Workaround: Remove the special characters from the column headers.

Data Refinery flows with connections that use vault secrets only work if the user has permission to access the vault secrets.

If the source or target data of a Data Refinery flow uses connections that reference vault secrets, the user running the Data Refinery flow job must have permission to access the vault secrets. Otherwise, you obtain the error authorization_failed no access to secret.

Tokenize GUI operation does not work for Data Refinery on Spark and R environments.

Data Refinery flow jobs that include the Tokenize GUI operation do not work on the following Spark and R environments.

R 4.3 with Spark 3.5
Default Spark 3.5 + R 4.3

Users can use the Default Data Refinery XS environment for small datasets.

Tokenize GUI operation might not work on large data assets

Data Refinery flow jobs that include the Tokenize GUI operation might result in sparklyr worker rscript failure.

Workaround: Increase the CPU and memory resources for the environment that is used for your job by creating a custom Spark 3.5 + R 4.3 environment.

Error opening a Data Refinery flow

When you open the Data Refinery user interface, you might obtain the error The selected data set wasn't loaded. Error occurred while launching the container (retry attempts exceeded).

Workaround: Delete the existing interactive RuntimeAssembly(RTA) as follows:

oc -n <CPD_INSTANCE_NAMESPACE> delete rta -l type=service,component=shaper

or in Segregation of Duty (SoD) mode:

oc -n <DATAPLANE_NAMESPACE> delete rta -l type=service,component=shaper

Error opening a Data Refinery flow with connection with personal credentials

When you open a Data Refinery flow that uses a data asset that is based on a connection with personal credentials, you might see an error.

Workround: To open a Data Refinery flow that has assets that use connections with personal credentials, you must unlock the connection. You can unlock the connection either by editing the connection and entering your personal credentials, or by previewing the asset in the Project where you are prompted to enter your personal credentials. When you have unlocked the connection, you can then open the Data Refinery flow.
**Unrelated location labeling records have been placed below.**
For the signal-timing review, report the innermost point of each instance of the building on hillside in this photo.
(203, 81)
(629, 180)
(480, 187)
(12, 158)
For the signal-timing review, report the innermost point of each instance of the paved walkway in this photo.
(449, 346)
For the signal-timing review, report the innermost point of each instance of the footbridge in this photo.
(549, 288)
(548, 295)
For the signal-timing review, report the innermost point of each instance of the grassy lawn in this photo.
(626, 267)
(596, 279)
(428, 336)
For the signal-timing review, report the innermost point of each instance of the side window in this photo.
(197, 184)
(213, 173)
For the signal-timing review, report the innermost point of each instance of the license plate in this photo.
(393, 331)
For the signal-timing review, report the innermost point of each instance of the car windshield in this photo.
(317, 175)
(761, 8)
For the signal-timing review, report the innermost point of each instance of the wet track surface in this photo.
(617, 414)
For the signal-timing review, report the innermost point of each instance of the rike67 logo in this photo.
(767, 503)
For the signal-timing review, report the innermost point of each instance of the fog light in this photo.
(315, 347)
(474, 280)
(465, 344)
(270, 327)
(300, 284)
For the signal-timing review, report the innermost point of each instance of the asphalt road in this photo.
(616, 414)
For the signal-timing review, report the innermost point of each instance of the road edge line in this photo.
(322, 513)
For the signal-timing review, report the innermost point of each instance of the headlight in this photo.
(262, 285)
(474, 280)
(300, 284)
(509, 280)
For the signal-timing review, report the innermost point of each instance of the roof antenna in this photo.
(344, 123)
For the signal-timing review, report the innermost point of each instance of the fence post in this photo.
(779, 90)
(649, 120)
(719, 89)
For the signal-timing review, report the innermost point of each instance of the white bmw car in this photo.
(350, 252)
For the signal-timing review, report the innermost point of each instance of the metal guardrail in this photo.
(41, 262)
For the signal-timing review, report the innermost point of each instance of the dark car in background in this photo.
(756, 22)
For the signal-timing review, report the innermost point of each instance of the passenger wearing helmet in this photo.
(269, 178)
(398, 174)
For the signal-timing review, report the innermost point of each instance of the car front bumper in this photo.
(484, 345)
Unable to use masked data in visualizations from data assets that are imported from version 4.8 or earlier

Applies to: 5.4.0 and later

If you import data assets with masked data from version 4.8 or earlier into your project, you cannot use these assets to create visualizations. If you attempt to generate a chart in the Visualizations tab of a Data Refinery data source from an imported asset that contains masked data, the following error message is received: Bad Request: Failed to retrieve data from server. Masked data is not supported.

Workaround: To properly mask data with imported data assets in visualization, you must configure your platform with Data Virtualization as a protection solution. For more information, see Data Virtualization as a protective solution in the IBM Cloud Pak for Data documentation.

Data Refinery cannot connect with the Satellite Connector

You cannot use a Satellite Connector to connect to a database with Data Refinery

Data Refinery cannot use Kerberos authentication to connect to data

You cannot connect to data with Kerberos authentication in Data refinery.